I can see in the log (I simplified the rule to accept any proto/any port for mirage.io):

[2022-11-08 19:25:44] 2022-11-08 18:25:44 -00:00: WRN [rules] Ignoring rule 0   mirage.io   accept, could not resolve
[2022-11-08 19:25:44] 2022-11-08 18:25:44 -00:00: WRN [rules] Ignoring rule 0   mirage.io   accept, could not resolve
[2022-11-08 19:25:46] 2022-11-08 18:25:46 -00:00: WRN [rules] Ignoring rule 0   mirage.io   accept, could not resolve
[2022-11-08 19:25:46] 2022-11-08 18:25:46 -00:00: WRN [firewall] Failed to add NAT rewrite rule: Too many retries (IPv4 packet 10.137.0.10 -> 10.139.1.1: id a3b7, off 16384 proto 6, ttl 64, options 
[2022-11-08 19:25:46]  TCP packet seq=3919011120 acknum=0 ack=false rst=false syn=true fin=false win=64240 options=
[2022-11-08 19:25:46] [MSS=1460; Noop; Noop; SACK_ok; Noop; Window>> 7] with payload )
[2022-11-08 19:25:48] 2022-11-08 18:25:48 -00:00: WRN [rules] Ignoring rule 0   mirage.io   accept, could not resolve
[2022-11-08 19:25:48] 2022-11-08 18:25:48 -00:00: WRN [firewall] Failed to add NAT rewrite rule: Too many retries (IPv4 packet 10.137.0.10 -> 10.139.1.1: id d5ee, off 16384 proto 6, ttl 64, options 
[2022-11-08 19:25:48]  TCP packet seq=3694308136 acknum=0 ack=false rst=false syn=true fin=false win=64240 options=
[2022-11-08 19:25:48] [MSS=1460; Noop; Noop; SACK_ok; Noop; Window>> 7] with payload )
[2022-11-08 19:25:49] 2022-11-08 18:25:49 -00:00: WRN [rules] Ignoring rule 0   mirage.io   accept, could not resolve
hannesm commented 1 year ago

The could not resolve makes me sad.

hannesm commented 1 year ago

Could you run that with debug level output? Then we'd see the error (from rules.ml):

      | Error (`Msg m) ->
        Log.warn (fun f -> f "Ignoring rule %a, could not resolve" Q.pp_rule rule);
        Log.debug (fun f -> f "%s" m);
palainp commented 1 year ago

The error message is DNS request timeout (I can see multiple Resolving mirage.io messages then after the timeout that many pairs of Ignoring+timeout error message).

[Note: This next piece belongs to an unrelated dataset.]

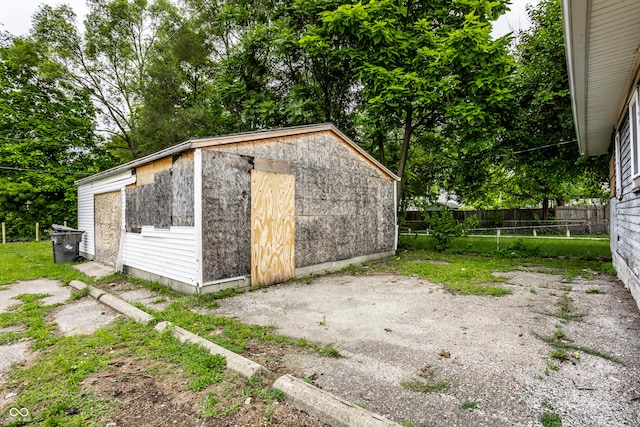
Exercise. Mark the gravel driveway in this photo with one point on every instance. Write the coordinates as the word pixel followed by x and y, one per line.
pixel 480 353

palainp commented 1 year ago

Oops I'm faulty there, I've left some firewall rules on my mirage-fw too, that explain why it couldn't resolve some domains. So far with your path on mirage-nat and with the #159 PR it works as intended! Many Thanks @hannesm!

hannesm commented 1 year ago

thanks for the report, fixed in the 0.8.3 release.